//===----------------------------------------------------------------------===//
// LLVM IR Embedded Metadata
//===----------------------------------------------------------------------===//

Sep 19, 2008 - Initial Revision

This note describes a new approach to embedding arbitrary metadata in the LLVM
IR in an efficient way.  This introduces some new concepts and complexity, but 
it will deliver substantially improved efficiency and clarity, as well as give
LLVM new capabilities.

LLVM IR currently directly supports two forms of metadata: the llvm.annotation
intrinsic and debug information.  First I'll describe problems with the current
debug info implementation (annotations have a subset of the problems that debug
info faces, so I won't explicitly talk about it), I'll describe the proposed
solution, then talk about future directions that this design also helps with.

One thing that is worth pointing out is that the existing implementation has
served LLVM quite well for a long time and it hit a very important sweet spot of
getting things working quickly, allowing us to move on to other important
problems.  This proposal should be seen as a refinement of existing work, not
something that obviates the need for that earlier work.

//===----------------------------------------------------------------------===//
// Intro to LLVM Debug Information
//===----------------------------------------------------------------------===//

LLVM debug information currently *works* fine.  It is capable of capturing
source information for a broad range of different source languages and is easily
extensible to support new languages.  Debug information in general consists of
two major pieces: line location information and user variable information.

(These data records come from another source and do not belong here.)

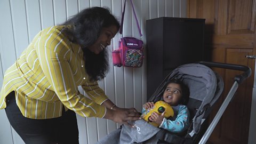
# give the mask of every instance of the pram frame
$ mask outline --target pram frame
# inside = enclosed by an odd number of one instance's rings
[[[238,65],[204,61],[199,62],[198,63],[208,67],[214,67],[217,68],[238,70],[244,71],[241,75],[237,76],[235,77],[235,82],[231,88],[229,90],[229,92],[228,92],[227,97],[221,105],[217,114],[213,118],[213,120],[211,123],[210,125],[205,131],[205,133],[204,134],[201,139],[200,140],[199,143],[204,144],[206,142],[207,140],[208,140],[210,136],[213,131],[215,127],[217,125],[221,117],[221,116],[227,108],[228,104],[232,100],[235,92],[238,87],[239,84],[241,84],[244,80],[245,80],[247,78],[251,76],[251,68],[248,67]]]

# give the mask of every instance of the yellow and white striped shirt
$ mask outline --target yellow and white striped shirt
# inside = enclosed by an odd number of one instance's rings
[[[83,51],[53,26],[40,31],[15,63],[5,71],[0,92],[0,109],[14,91],[25,117],[46,119],[61,116],[63,105],[84,117],[103,117],[108,99],[97,82],[90,82]],[[80,94],[82,85],[91,99]],[[63,103],[63,105],[62,105]]]

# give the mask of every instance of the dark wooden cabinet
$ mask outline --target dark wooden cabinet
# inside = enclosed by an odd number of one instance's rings
[[[162,17],[146,21],[148,99],[177,67],[202,61],[205,19]]]

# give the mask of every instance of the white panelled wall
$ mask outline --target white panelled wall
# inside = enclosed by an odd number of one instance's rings
[[[146,48],[146,21],[162,17],[186,17],[186,0],[132,0],[143,36],[140,37],[130,1],[127,1],[123,35],[117,34],[108,47],[118,49],[122,36],[141,38]],[[5,70],[13,63],[40,30],[59,25],[81,10],[108,7],[121,21],[124,0],[0,0],[0,87]],[[121,107],[141,110],[146,102],[146,64],[141,68],[113,67],[99,82],[111,101]],[[145,59],[146,60],[146,59]],[[80,89],[81,90],[81,89]],[[80,143],[95,143],[119,126],[111,121],[77,116]],[[4,110],[0,110],[0,143],[24,143],[11,127]]]

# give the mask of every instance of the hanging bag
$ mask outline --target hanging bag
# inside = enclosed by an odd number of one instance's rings
[[[122,15],[121,25],[119,33],[122,34],[123,31],[123,25],[124,22],[124,12],[125,10],[125,3],[124,2],[124,9]],[[130,0],[132,10],[136,19],[138,29],[140,33],[140,36],[142,36],[141,30],[138,22],[137,17],[135,13],[134,7],[132,0]],[[119,41],[119,47],[118,50],[112,52],[113,65],[115,66],[140,67],[143,63],[144,58],[143,42],[134,37],[125,37],[121,38]]]

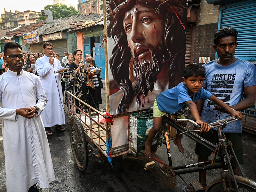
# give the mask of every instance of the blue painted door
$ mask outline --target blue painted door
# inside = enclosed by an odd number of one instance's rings
[[[84,39],[84,61],[85,60],[85,55],[91,54],[90,44],[91,44],[91,40],[89,38]]]
[[[105,52],[104,47],[99,46],[102,43],[103,38],[101,36],[95,36],[95,64],[98,68],[102,67],[101,77],[102,79],[106,79],[105,68]]]
[[[232,27],[238,32],[235,56],[256,63],[256,1],[225,4],[220,12],[219,29]]]

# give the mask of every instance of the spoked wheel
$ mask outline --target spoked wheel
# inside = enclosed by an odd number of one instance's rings
[[[84,131],[77,116],[72,115],[69,122],[69,138],[76,163],[81,171],[84,171],[89,161],[87,140]]]
[[[232,181],[232,189],[229,187],[229,182],[227,182],[228,191],[232,192],[256,192],[256,182],[245,177],[240,176],[235,176],[237,184],[239,190],[237,191],[235,185],[235,183]],[[223,184],[222,182],[215,183],[207,188],[205,192],[221,192],[223,191]]]
[[[165,173],[164,178],[166,184],[171,187],[175,187],[177,180],[176,175],[172,168],[168,165],[164,165],[162,170]]]

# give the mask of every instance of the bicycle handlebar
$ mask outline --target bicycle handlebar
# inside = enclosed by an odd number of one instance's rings
[[[209,126],[211,129],[212,129],[215,127],[220,127],[223,125],[226,125],[228,124],[236,121],[239,120],[239,118],[235,116],[223,119],[217,120],[215,122],[213,122],[209,124]],[[198,124],[196,122],[188,119],[177,119],[177,122],[188,122],[192,123],[194,125],[200,127],[201,125]]]

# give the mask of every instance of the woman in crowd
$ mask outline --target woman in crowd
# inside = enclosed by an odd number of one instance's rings
[[[25,54],[25,56],[26,55]],[[24,57],[24,58],[25,56]],[[35,71],[33,71],[33,69],[31,68],[31,65],[36,64],[36,58],[32,53],[30,53],[28,55],[28,59],[27,60],[26,63],[24,64],[23,69],[24,71],[27,72],[35,74]]]
[[[99,110],[99,105],[102,103],[101,99],[101,91],[99,84],[98,77],[100,76],[101,70],[96,74],[93,72],[93,70],[97,66],[92,64],[92,58],[90,54],[85,55],[85,60],[88,63],[90,63],[90,68],[92,75],[90,77],[90,80],[93,82],[95,89],[93,89],[88,87],[90,91],[89,96],[89,105],[96,109]]]
[[[69,65],[74,61],[74,58],[73,56],[73,54],[72,53],[69,53],[68,55],[68,62],[67,63],[64,65],[64,67],[67,68],[69,68]],[[66,72],[67,73],[64,74],[64,77],[66,79],[66,81],[65,81],[65,101],[66,104],[67,104],[68,107],[68,93],[67,92],[67,91],[70,92],[70,83],[69,82],[69,77],[70,77],[70,75],[69,75],[69,70],[67,70],[65,72]],[[71,108],[71,104],[69,105],[69,108]],[[71,111],[68,111],[68,115],[72,115],[72,113],[71,112]]]
[[[37,57],[37,54],[36,53],[33,53],[33,54],[35,56],[35,58],[36,58],[36,60],[38,59],[38,57]]]
[[[28,54],[29,53],[26,53],[24,54],[24,65],[26,65],[27,63],[27,60],[28,60]]]
[[[75,61],[69,65],[70,68],[70,90],[76,96],[87,103],[88,103],[88,95],[86,88],[86,82],[87,76],[92,75],[89,67],[87,69],[84,69],[84,62],[79,63],[82,58],[83,53],[81,50],[76,49],[73,53]],[[89,72],[90,71],[90,72]],[[76,105],[84,111],[84,105],[82,104],[79,107],[79,101],[76,100]],[[79,110],[76,110],[77,112]]]
[[[3,53],[0,53],[0,75],[4,72],[4,68],[5,66],[4,64]]]
[[[54,58],[56,58],[57,59],[58,59],[60,60],[60,56],[59,56],[59,54],[57,53],[53,53],[53,57]],[[60,64],[61,65],[61,67],[64,67],[64,64],[60,60]],[[64,96],[64,94],[65,93],[65,81],[66,81],[66,79],[64,78],[63,79],[63,78],[62,78],[62,81],[61,81],[61,88],[62,88],[62,97]],[[65,103],[65,102],[64,102],[64,103]]]
[[[37,55],[38,56],[38,58],[40,58],[41,57],[43,57],[44,56],[44,53],[43,53],[42,52],[39,52],[37,53]]]

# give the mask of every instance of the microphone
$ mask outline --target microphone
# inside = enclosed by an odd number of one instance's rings
[[[53,57],[53,56],[52,55],[50,55],[50,57]],[[52,67],[53,67],[53,66],[53,66],[53,63],[52,63]]]

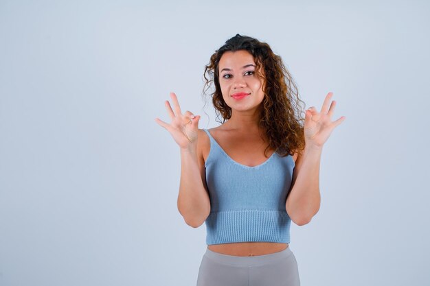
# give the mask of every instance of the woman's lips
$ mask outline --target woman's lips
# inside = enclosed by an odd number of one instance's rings
[[[247,95],[249,95],[249,93],[235,93],[234,95],[231,95],[231,97],[234,98],[235,99],[242,99],[243,97],[245,97]]]

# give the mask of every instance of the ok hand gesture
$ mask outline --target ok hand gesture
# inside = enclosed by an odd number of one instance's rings
[[[328,93],[326,96],[321,112],[319,113],[313,106],[305,111],[304,131],[306,146],[322,147],[333,129],[345,120],[346,117],[342,116],[335,121],[331,121],[336,106],[336,102],[332,101],[328,109],[332,95],[332,93]]]
[[[170,132],[181,148],[186,149],[197,141],[200,115],[194,116],[188,110],[183,115],[176,95],[170,93],[170,97],[174,107],[174,112],[168,100],[165,102],[164,105],[172,122],[169,124],[159,118],[156,118],[155,121]]]

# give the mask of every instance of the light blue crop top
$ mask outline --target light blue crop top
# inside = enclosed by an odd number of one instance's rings
[[[273,153],[249,167],[230,158],[209,131],[210,151],[205,166],[211,211],[206,244],[290,242],[291,219],[285,209],[294,160]]]

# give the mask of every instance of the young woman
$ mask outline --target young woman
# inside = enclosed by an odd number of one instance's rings
[[[304,119],[281,58],[249,36],[216,50],[205,78],[219,126],[199,129],[200,116],[183,113],[173,93],[171,123],[155,119],[180,147],[178,209],[188,225],[206,224],[197,285],[299,285],[291,222],[302,226],[318,211],[323,145],[345,117],[332,121],[329,93]]]

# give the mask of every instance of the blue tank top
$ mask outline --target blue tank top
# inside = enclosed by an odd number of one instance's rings
[[[273,153],[249,167],[234,161],[209,131],[210,151],[205,162],[211,211],[205,222],[206,244],[290,242],[291,219],[285,209],[294,160]]]

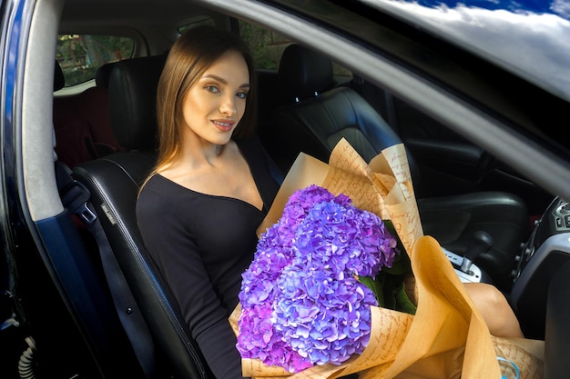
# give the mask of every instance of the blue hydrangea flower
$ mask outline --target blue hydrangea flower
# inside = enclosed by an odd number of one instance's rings
[[[241,356],[294,373],[361,354],[378,303],[358,276],[391,267],[395,247],[382,221],[348,196],[296,191],[242,274]]]

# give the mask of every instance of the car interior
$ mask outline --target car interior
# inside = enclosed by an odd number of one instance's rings
[[[78,11],[83,6],[78,1],[61,4],[60,25],[53,15],[59,35],[82,31],[82,20],[71,15],[103,12],[94,4],[87,11]],[[175,8],[171,2],[164,6],[165,14]],[[235,17],[213,9],[194,5],[187,12],[181,25],[207,15],[219,27],[240,31]],[[109,15],[105,26],[115,21]],[[56,283],[62,299],[57,306],[71,314],[61,320],[78,331],[68,340],[88,346],[70,352],[70,360],[87,349],[96,362],[77,358],[76,364],[93,364],[93,372],[114,372],[117,377],[211,379],[146,251],[135,214],[140,185],[157,157],[156,86],[166,45],[139,44],[133,56],[97,67],[87,88],[66,95],[58,94],[66,87],[61,64],[54,61],[55,53],[46,54],[51,59],[45,62],[54,65],[45,65],[54,78],[54,172],[65,210],[55,224],[35,216],[46,246],[41,260],[48,268],[36,262],[41,267],[32,271]],[[366,161],[403,143],[424,234],[438,240],[467,281],[493,283],[504,291],[525,335],[550,340],[552,325],[564,323],[568,312],[559,302],[547,308],[546,298],[550,277],[568,266],[570,251],[563,239],[570,224],[560,224],[570,214],[565,201],[365,75],[338,75],[336,65],[323,51],[292,40],[277,67],[258,69],[257,133],[281,173],[287,174],[301,152],[327,162],[341,138]],[[467,260],[469,265],[462,267]],[[476,274],[482,276],[472,277]],[[564,279],[557,274],[552,280]],[[567,297],[564,284],[555,288],[548,302]],[[547,314],[551,308],[562,309]],[[57,312],[34,321],[41,325],[60,316]],[[564,335],[552,335],[553,344],[564,345]],[[46,354],[46,361],[60,364],[56,352]],[[70,364],[69,371],[75,367]]]

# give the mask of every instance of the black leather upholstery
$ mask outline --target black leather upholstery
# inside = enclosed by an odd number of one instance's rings
[[[385,147],[402,142],[355,90],[344,85],[330,89],[332,69],[326,56],[291,45],[282,55],[280,75],[293,101],[276,110],[270,123],[261,125],[260,135],[284,172],[301,151],[328,162],[341,137],[367,162]],[[409,153],[408,160],[412,180],[418,184],[421,178]],[[489,233],[494,240],[494,246],[476,264],[493,277],[495,284],[507,289],[514,256],[527,237],[529,227],[526,206],[519,197],[481,192],[418,199],[418,206],[424,234],[460,255],[464,254],[475,231]]]
[[[160,368],[158,377],[210,378],[168,285],[148,254],[137,226],[135,205],[141,183],[156,161],[156,87],[165,56],[115,65],[109,82],[111,122],[127,151],[74,167],[74,177],[92,194],[117,259],[148,323]],[[166,374],[165,375],[165,370]]]

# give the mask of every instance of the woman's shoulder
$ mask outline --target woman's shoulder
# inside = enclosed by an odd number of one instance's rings
[[[178,185],[167,179],[160,174],[154,174],[143,185],[138,198],[137,199],[137,206],[145,207],[148,205],[162,206],[165,203],[169,202],[170,198],[179,196],[177,194],[178,190]]]

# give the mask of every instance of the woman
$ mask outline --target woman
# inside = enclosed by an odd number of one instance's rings
[[[252,136],[255,92],[252,60],[237,36],[210,27],[180,36],[158,83],[158,164],[137,204],[145,244],[224,379],[241,377],[228,317],[279,189]]]
[[[250,137],[254,74],[228,32],[199,27],[177,40],[158,87],[158,160],[137,204],[145,244],[218,378],[241,377],[228,317],[279,189]]]

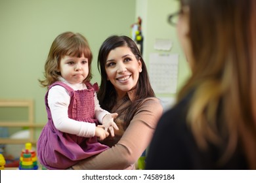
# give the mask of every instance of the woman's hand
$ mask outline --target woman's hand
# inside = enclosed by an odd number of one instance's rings
[[[102,127],[96,126],[95,128],[95,136],[98,137],[99,141],[105,139],[110,134]]]
[[[117,117],[117,113],[111,113],[106,114],[105,116],[103,117],[102,119],[102,125],[97,125],[97,127],[100,127],[105,129],[106,131],[108,130],[110,131],[111,136],[115,136],[115,133],[114,131],[114,129],[118,130],[119,128],[116,124],[114,122],[114,120]]]

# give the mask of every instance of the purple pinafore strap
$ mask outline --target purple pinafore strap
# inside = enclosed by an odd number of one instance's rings
[[[68,117],[82,122],[95,123],[95,92],[98,86],[86,83],[87,90],[74,91],[62,82],[56,82],[53,86],[60,85],[65,88],[70,95],[68,107]],[[48,122],[43,129],[37,141],[37,156],[40,163],[49,169],[65,169],[79,162],[79,160],[99,154],[108,146],[98,142],[96,137],[87,138],[78,137],[56,129],[54,125],[47,96],[45,95],[45,105],[48,114]]]

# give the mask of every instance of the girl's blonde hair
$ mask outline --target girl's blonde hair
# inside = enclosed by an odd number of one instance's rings
[[[60,62],[65,56],[80,58],[83,55],[88,58],[89,73],[85,82],[92,78],[91,61],[93,54],[87,40],[80,33],[70,31],[59,35],[53,41],[45,65],[45,79],[39,80],[43,87],[49,87],[57,81],[60,76]]]

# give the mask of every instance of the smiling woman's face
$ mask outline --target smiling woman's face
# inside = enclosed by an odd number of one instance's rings
[[[105,65],[108,80],[114,85],[117,97],[121,98],[136,86],[142,64],[127,46],[111,50]]]

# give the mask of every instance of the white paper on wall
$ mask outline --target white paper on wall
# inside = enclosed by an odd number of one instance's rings
[[[171,41],[167,39],[156,39],[154,48],[157,50],[169,51],[173,46]]]
[[[178,54],[150,54],[150,78],[156,93],[175,93],[178,80]]]

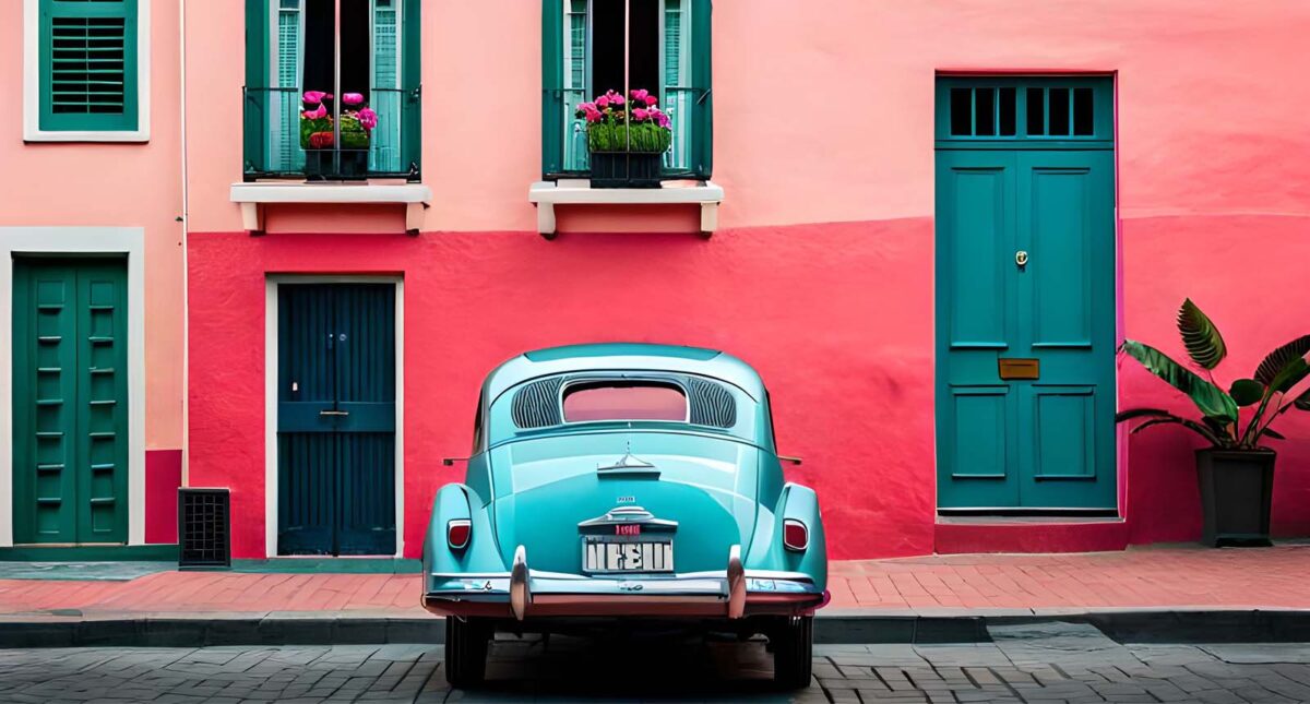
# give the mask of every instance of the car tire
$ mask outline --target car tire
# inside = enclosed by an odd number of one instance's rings
[[[815,618],[790,616],[773,633],[773,683],[782,690],[810,686],[814,669]]]
[[[487,671],[491,628],[481,619],[445,618],[445,680],[451,687],[481,684]]]

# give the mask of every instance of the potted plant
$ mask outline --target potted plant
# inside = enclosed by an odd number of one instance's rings
[[[1214,381],[1213,370],[1227,356],[1227,347],[1214,323],[1191,298],[1178,310],[1178,331],[1187,355],[1204,377],[1140,342],[1125,340],[1121,349],[1148,372],[1187,394],[1200,411],[1200,420],[1162,408],[1123,411],[1116,420],[1144,420],[1132,429],[1133,434],[1153,425],[1176,424],[1205,438],[1209,446],[1196,450],[1204,542],[1210,546],[1269,544],[1277,454],[1264,441],[1284,440],[1269,427],[1282,414],[1293,408],[1310,411],[1310,389],[1296,389],[1310,376],[1305,359],[1310,353],[1310,335],[1279,347],[1264,357],[1252,378],[1239,378],[1225,391]]]
[[[587,120],[591,185],[595,188],[658,188],[664,152],[673,130],[648,90],[633,90],[625,99],[613,90],[578,106]]]
[[[368,175],[368,137],[377,127],[377,113],[364,103],[360,93],[346,93],[341,97],[346,106],[341,113],[341,149],[337,149],[337,130],[333,128],[333,113],[328,107],[331,93],[307,90],[301,96],[305,110],[300,113],[300,148],[305,150],[305,175],[324,178],[364,178]],[[333,158],[338,158],[333,169]],[[324,165],[328,160],[328,165]]]

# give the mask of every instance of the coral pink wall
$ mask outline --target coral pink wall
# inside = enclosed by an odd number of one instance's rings
[[[187,12],[193,56],[242,44],[240,13]],[[242,65],[187,64],[204,86],[189,96],[190,471],[193,484],[233,487],[238,555],[263,551],[266,272],[403,273],[407,555],[432,492],[462,472],[438,459],[468,446],[482,376],[523,349],[597,339],[718,347],[756,365],[782,450],[806,458],[789,474],[824,501],[834,557],[1009,544],[934,526],[937,71],[1116,72],[1125,335],[1180,352],[1172,317],[1191,296],[1229,342],[1227,382],[1310,331],[1288,314],[1310,297],[1310,93],[1289,60],[1310,31],[1303,3],[719,0],[715,181],[727,195],[707,242],[630,232],[690,230],[686,212],[563,212],[558,241],[533,234],[540,7],[426,0],[423,13],[434,200],[417,238],[376,234],[398,230],[397,212],[348,207],[274,209],[271,234],[241,234],[228,186],[241,169]],[[342,230],[356,234],[287,234]],[[1271,300],[1292,308],[1263,313]],[[1148,403],[1182,408],[1124,365],[1120,406]],[[1275,531],[1303,535],[1310,416],[1286,420]],[[1196,538],[1193,441],[1161,431],[1123,442],[1127,527],[1089,540]],[[1091,544],[1069,535],[1028,544]]]
[[[145,229],[145,444],[176,450],[182,446],[183,311],[182,224],[177,221],[182,215],[178,4],[151,4],[147,144],[22,141],[24,5],[21,0],[0,3],[5,37],[0,94],[7,106],[0,131],[0,226]]]

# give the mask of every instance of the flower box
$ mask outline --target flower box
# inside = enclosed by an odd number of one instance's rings
[[[610,90],[578,106],[576,116],[587,120],[593,188],[659,187],[673,131],[656,102],[647,90],[627,98]]]

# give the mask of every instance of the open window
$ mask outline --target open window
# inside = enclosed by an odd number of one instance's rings
[[[245,179],[419,179],[421,0],[246,0]]]
[[[542,88],[546,179],[590,173],[579,103],[638,89],[671,120],[663,175],[710,178],[710,0],[544,0]]]

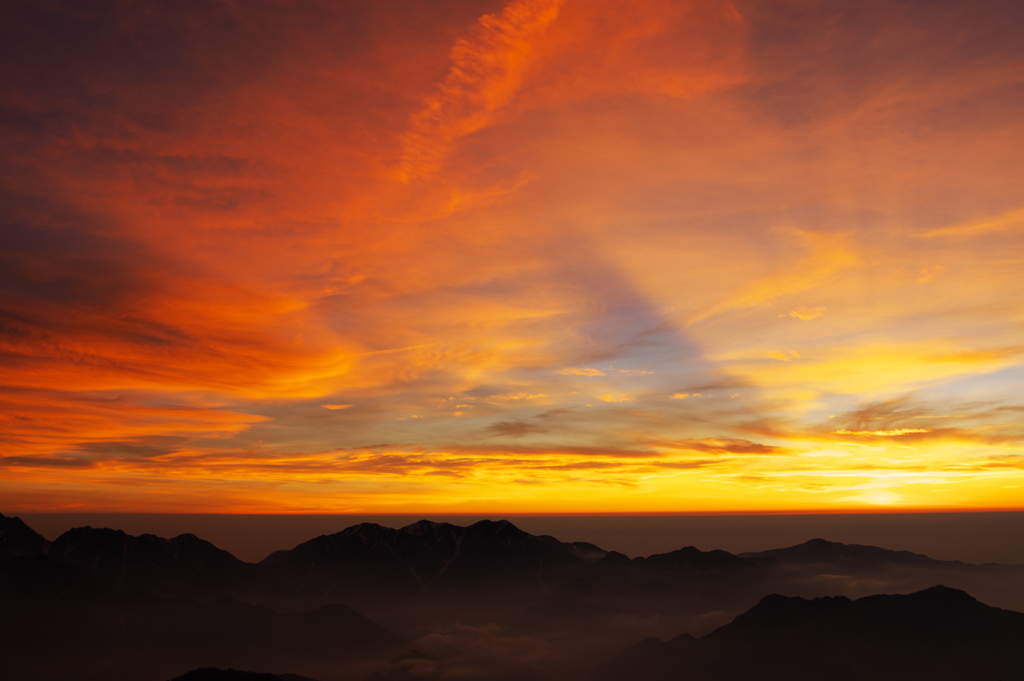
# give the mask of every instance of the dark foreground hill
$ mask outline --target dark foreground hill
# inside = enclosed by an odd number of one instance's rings
[[[390,651],[400,639],[351,608],[282,613],[119,593],[43,555],[0,562],[3,678],[122,681],[197,667],[312,671]]]
[[[703,638],[647,639],[595,681],[1006,681],[1024,678],[1024,614],[933,587],[909,595],[772,595]]]

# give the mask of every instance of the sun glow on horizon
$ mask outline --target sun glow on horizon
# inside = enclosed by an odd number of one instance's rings
[[[5,509],[1022,507],[1006,3],[15,4]]]

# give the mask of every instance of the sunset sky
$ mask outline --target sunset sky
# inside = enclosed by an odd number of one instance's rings
[[[1019,0],[14,0],[6,513],[1024,508]]]

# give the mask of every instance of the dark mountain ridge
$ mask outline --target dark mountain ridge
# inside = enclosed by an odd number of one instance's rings
[[[908,595],[766,596],[703,638],[647,639],[596,681],[999,681],[1024,678],[1024,613],[933,587]]]

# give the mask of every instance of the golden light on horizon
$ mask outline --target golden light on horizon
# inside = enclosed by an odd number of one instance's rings
[[[23,7],[6,509],[1020,509],[1009,7]]]

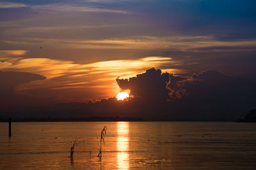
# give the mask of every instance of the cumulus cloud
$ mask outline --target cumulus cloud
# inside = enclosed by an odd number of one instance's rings
[[[122,90],[129,89],[130,94],[140,97],[145,100],[166,100],[169,90],[166,89],[169,82],[169,73],[162,73],[160,69],[149,69],[146,73],[137,74],[129,79],[116,79]]]

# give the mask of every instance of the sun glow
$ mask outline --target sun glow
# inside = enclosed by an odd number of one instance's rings
[[[117,100],[120,101],[120,100],[124,100],[125,98],[129,97],[129,94],[127,94],[127,92],[120,92],[117,94],[116,96],[116,98]]]

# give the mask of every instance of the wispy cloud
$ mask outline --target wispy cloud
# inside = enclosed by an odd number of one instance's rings
[[[90,97],[93,99],[115,96],[119,91],[115,81],[117,76],[134,76],[152,67],[161,68],[166,64],[171,66],[175,64],[170,57],[157,56],[136,60],[108,60],[86,64],[45,58],[17,58],[15,60],[8,59],[2,60],[0,61],[0,69],[34,73],[47,78],[43,81],[23,85],[17,89],[20,91],[32,91],[36,92],[38,95],[44,95],[45,91],[42,90],[44,92],[40,93],[42,89],[47,92],[72,90],[77,91],[77,96],[79,96],[81,91],[90,91]],[[184,71],[169,68],[169,71],[175,73]],[[79,89],[80,92],[77,89]]]
[[[31,8],[36,10],[45,10],[52,11],[65,11],[65,12],[99,12],[99,13],[116,13],[122,14],[131,14],[131,12],[112,10],[104,8],[89,6],[86,5],[74,5],[64,3],[49,4],[45,5],[31,6]]]
[[[22,3],[10,3],[7,1],[0,2],[0,8],[17,8],[27,6],[29,6]]]
[[[65,48],[96,49],[173,49],[180,51],[202,51],[212,47],[256,47],[256,41],[221,41],[212,36],[140,36],[131,38],[113,38],[105,39],[69,39],[48,38],[24,38],[23,41],[3,41],[7,43],[35,44],[58,46]],[[247,49],[248,50],[248,49]]]

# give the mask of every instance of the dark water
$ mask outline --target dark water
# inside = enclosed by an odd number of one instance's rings
[[[0,169],[256,169],[256,124],[0,123]],[[100,132],[107,126],[101,161]],[[76,138],[74,162],[69,150]]]

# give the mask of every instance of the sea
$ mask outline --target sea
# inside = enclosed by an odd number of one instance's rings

Line location information is conceptually very simple: the IR uses calls to the
@llvm.dbg.stoppoint intrinsic to represent line markers.  The calls take
constant integers that describe the line/column number of the location and a
pointer to information that describes the "subprogram" the line exists in.  Here
is a random example:

call void @llvm.dbg.stoppoint( i32 7, i32 0,
  {  }* bitcast (%llvm.dbg.compile_unit.type* @llvm.dbg.compile_unit to {  }*) )

Of course, this isn't complete without seeing the llvm.dbg.compile_unit
definition.  It is:

@llvm.dbg.compile_unit = internal constant %llvm.dbg.compile_unit.type {
    i32 393233, 
    {  }* bitcast (%llvm.dbg.anchor.type* @llvm.dbg.compile_units to {  }*), 
    i32 1, 
    i8* getelementptr ([11 x i8]* @str1, i32 0, i32 0), 
    i8* getelementptr ([50 x i8]* @str2, i32 0, i32 0), 
    i8* getelementptr ([45 x i8]* @str3, i32 0, i32 0) },
     section "llvm.metadata"

And these are the globals that it references:

@str1 = internal constant [11 x i8] c"funccall.c\00", section "llvm.metadata"
@str2 = internal constant [50 x i8]
             c"/Volumes/Big2/llvm/llvm/test/Regression/Debugger/\00",  
             section "llvm.metadata"
@str3 = internal constant [45 x i8]
             c"4.0.1 LLVM (Apple Computer, Inc. build 5421)\00\00",
             section "llvm.metadata"
@llvm.dbg.compile_units = linkonce constant 
    %llvm.dbg.anchor.type { i32 393216, i32 17 }, section "llvm.metadata"

Variable information is also conceptually simple.  For each user-level variable
there is either an entry hanging off @llvm.global_variables or an
@llvm.dbg.declare intrinsic call.  In either case, the intrinsic or global
connects the location of the variable with a pointer to an LLVM IR global in
the llvm.metadata section that describes it.  This then recursively points off
to type information, etc.  I won't give an example, because even a simple one
is very large.

Interestingly enough, this representation in the LLVM IR is not the
representation that either the front-end generates or the code generator
consumes.  Because the IR representation is very verbose and complex, a
transient tree representation defined in the llvm/CodeGen/MachineModuleInfo.h
is produced by the front-end, and this representation then serializes itself
into the LLVM IR.  When the code generator goes to emit DWARF information, it
first converts the LLVM IR into the MachineModuleInfo tree representation, then
emits DWARF during a tree-walk of the MachineModuleInfo nodes.

See http://llvm.org/docs/SourceLevelDebugging.html for more information on the
form and structure of LLVM debug info.

//===----------------------------------------------------------------------===//
// Problems with LLVM Debug Information
//===----------------------------------------------------------------------===//

As I mentioned before, our debug information representation is rich enough to
describe most simple things and is fully capable of capturing the full source
level type system.  One way to look at it is that it is an encoding of DWARF
debug info that is captured into the LLVM IR through these global variable
descriptors.  This gives us great generality and made it possible to implement
debug info support without extending the LLVM IR.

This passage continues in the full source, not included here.